Bu kötü değil, hiç değil. Bence insanı insan yapan
özelliklerden biri bu. Hatırlanmak istemek insani duygularımızdan biri sadece,
belki zayıflık belki değil. Özlenmek isitiyorsan, hatırlanmak istiyorsan ve
bunun farkındaysan ve bu sana acı vermiyorsa, hüznün yakınından bile
geçmiyorsan bunlar senin kendini bildiğin tarafındır, yani güçlü tarafındır. Çünkü
bildiğin, farkında olduğun her şey senin gücündür. Gücünü, özünün gücünü,
buralardan alırsın. Hani şimdi şirketlerde pek bir moda ya “güçlü yönler ve
geliştirilmesi gereken yönler” tıpkı onun gibi.
Acı çekme hatırlarken, düşündüğünde içinde bir yerler
acımasın.
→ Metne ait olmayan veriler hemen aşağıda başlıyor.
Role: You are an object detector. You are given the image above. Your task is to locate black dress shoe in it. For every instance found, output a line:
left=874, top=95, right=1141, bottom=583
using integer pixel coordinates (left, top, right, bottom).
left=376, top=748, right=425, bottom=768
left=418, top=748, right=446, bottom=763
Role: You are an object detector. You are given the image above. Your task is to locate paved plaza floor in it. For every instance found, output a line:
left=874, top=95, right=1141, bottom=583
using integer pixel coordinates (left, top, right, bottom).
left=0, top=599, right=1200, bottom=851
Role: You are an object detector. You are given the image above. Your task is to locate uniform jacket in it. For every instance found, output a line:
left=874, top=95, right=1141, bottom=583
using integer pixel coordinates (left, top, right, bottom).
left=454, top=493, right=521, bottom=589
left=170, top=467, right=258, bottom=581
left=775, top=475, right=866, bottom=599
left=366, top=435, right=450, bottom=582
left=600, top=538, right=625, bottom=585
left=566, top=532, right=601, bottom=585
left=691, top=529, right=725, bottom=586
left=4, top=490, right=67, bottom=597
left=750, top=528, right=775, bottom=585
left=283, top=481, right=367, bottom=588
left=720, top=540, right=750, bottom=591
Eğer, duygunun farkında ve bilincinde iken acı çekiyorsan, üzüyorsa
hatırladığın ve özlediğin, o zaman burası senin geliştirmen gereken yanın.
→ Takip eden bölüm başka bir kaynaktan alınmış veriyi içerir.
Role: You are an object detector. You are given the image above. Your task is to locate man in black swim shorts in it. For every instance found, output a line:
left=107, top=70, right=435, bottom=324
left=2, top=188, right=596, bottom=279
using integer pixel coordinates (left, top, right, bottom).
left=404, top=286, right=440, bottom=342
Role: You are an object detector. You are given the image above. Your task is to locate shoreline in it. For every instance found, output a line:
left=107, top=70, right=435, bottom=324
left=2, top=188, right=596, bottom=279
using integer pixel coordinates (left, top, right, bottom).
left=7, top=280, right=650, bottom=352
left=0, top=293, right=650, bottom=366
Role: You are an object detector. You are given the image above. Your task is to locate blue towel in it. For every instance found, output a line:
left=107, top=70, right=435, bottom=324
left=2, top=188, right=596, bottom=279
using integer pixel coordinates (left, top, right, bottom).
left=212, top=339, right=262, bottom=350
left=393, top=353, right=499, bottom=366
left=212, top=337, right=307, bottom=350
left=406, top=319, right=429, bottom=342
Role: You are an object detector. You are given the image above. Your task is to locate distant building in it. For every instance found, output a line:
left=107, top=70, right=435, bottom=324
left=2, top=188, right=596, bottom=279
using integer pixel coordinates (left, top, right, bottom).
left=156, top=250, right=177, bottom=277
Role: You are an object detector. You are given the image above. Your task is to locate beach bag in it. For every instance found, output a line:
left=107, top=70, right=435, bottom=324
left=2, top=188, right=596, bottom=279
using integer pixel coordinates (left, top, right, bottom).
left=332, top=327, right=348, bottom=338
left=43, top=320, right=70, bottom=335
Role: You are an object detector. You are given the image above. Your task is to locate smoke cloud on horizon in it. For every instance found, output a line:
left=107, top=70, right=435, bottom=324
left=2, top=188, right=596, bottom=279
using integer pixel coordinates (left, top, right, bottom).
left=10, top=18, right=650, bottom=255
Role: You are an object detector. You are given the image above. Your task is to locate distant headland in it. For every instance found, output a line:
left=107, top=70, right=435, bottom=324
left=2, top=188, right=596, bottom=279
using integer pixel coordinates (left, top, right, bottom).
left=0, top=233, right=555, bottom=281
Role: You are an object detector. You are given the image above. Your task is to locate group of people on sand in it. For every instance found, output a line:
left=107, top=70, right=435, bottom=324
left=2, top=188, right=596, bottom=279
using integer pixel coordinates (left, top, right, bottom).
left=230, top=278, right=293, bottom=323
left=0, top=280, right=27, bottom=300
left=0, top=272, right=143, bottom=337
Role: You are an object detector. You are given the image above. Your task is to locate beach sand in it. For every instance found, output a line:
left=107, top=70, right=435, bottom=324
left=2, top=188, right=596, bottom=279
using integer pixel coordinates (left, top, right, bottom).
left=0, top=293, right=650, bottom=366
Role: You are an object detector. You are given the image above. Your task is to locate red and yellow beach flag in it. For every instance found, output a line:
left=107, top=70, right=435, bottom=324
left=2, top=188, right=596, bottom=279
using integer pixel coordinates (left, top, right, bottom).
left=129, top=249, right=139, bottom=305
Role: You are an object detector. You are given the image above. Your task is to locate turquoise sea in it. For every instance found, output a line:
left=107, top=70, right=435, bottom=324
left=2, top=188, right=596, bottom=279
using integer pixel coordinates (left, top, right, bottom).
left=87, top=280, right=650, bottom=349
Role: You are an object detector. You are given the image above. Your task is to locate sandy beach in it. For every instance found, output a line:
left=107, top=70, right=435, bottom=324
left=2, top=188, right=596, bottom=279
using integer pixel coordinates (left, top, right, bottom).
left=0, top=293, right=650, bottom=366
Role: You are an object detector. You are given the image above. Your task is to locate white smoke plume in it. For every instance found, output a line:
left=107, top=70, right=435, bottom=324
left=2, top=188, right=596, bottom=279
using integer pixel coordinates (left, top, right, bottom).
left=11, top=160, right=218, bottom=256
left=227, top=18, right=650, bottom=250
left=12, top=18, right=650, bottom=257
Bunun insani tarafının bir isteği olduğunu bilmelisin önce. Yani kavga
etmemelisin kendinle, kabul edeceksin içinden geçen tüm duyguları. Hani şimdi
senin “biliyorum yav bunları” dediğini duyar gibiyim. Tamam bil de, unutma en
önemli kısmı kabul etmek. Kabul etmeyi atlama tamam mı, o senin en öncelikli
adımın çünkü. Ve acı çekmenin hüznün de keyfini çıkarmaya bak. Evet doğru
okudun, acının özgürlüğünde boğul önce bi. Boğ iyice kendini. Dokunmasın kimse
sana, sen dokun sadece kendine. Dokun en mahrem anılarına sözlerine her şeye
dokun. Kendini kendinde boğ... Boğ ki bir sonraki dirilişine geçebilesin.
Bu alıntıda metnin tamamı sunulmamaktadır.